Девушка обернулась и увидела меня.
– Чего надо? – мрачно осведомилась она.
– Давай познакомимся. Виола. Но лучше зови меня просто Вилка.
– Меня Грибков отпустил.
– Я не из милиции.
– Да? А в кабинете сидели, бумажки перебирали… – недоверчиво отметила Олеся.
– Пишу книгу об истории Евстигнеевки, поэтому пришлось изучать архив.
– Нашли на что время тратить, – захихикала Филимонова.
– У вас раньше в поселке жили замечательные люди, ученые.
– Может, и так, – без энтузиазма отметила девушка, – но сейчас здесь обитают одни гоблины тупорылые. Ничего тут хорошего нет, ни кино, ни кафе, ни магазинов. Маршрутка до станции вечно ломается.
– Зато воздух свежий!
– Лучше в Москве бензином дышать, – уперлась девица. – Там метро есть, хачмобили ездят. А у нас хрен! Утром придешь на остановку, скачешь дурой – нет автобуса. Вот и тащись, Олеся, пешочком до больницы. Ненавижу Евстигнеевку! А все мама… Знаете, как мы в этой дыре оказались?
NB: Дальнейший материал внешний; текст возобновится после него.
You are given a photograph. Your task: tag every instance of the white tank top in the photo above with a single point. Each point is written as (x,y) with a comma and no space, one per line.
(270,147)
– Нет, – поддержала я разговор.
– Папахен мой, долдон, узнал, что деревня под снос запланирована. Вроде тут олигархи поле для гольфа делать хотят. Значит, жителей выселят и хорошие квартиры дадут. Мы тогда в Истре жили, в однушке, втроем. Вот отец и подсуетился, поменялся на избу. Сарай, е-мое! Сортир во дворе, зимой с горшком живем, чтобы по снегу через огород не бегать. И ведь говорила ему мама: «Игорь, проверь, точно в Евстигнеевке поле будет? Не ошибись!» А папахен в ответ: «Молчи, баба! Ты дура! У меня повсюду начальники друганы, в каждом кабинете свои пацаны сидят». И получилась полная жопа! Поле построили, только в Нахабине. Евстигнеевка как жила, так и живет, а мы из однушки в Истре в сарай угодили. Папахен помер, а нам с мамой мучиться. Красиво?
– Кто такая Жанна Бирк? – перебила я медсестру.
– Подруга моя. А че?
– У нее редкая фамилия.
– Нельзя, что ли, такую иметь? – агрессивно спросила Олеся.
– Не кипятись. Просто я слышала про Жанну Бирк, но ей сейчас должно быть немало лет, по возрасту она совершенно не годится тебе в закадычные подружки.
– А, так вы, наверное, про ее бабку слышали, – неожиданно заулыбалась Олеся. – Жанку в ее честь назвали. Прикольная старушка, как начнет про свою жизнь рассказывать, заслушаешься! Не то что моя мать, у той ну ничего интересного: в школе отучилась, замуж выскочила, меня родила – и ку-ку, помирать скоро. А у Жанкиной бабки прямо кино! У ней муж был Феликс… Его убили и ограбили… Унесли огромную ценность – попугая. Дорогого! Бандиты знали, что у Феликса статуэтка будет. В поезде напали!
Я схватила Олесю за руку.
– Адрес Бирк знаешь?
– Конечно.
– Говори!
– Улица Ленина, дом пять.
– В Москве есть такая улица? Я думала, остался лишь Ленинский проспект, – изумилась я.
– Бирк живет в Палашовке, – уточнила Олеся. – Туда надо ехать на маршрутке. Это городок, где наша клиника находится. Но можно и пешком, напрямик через лес.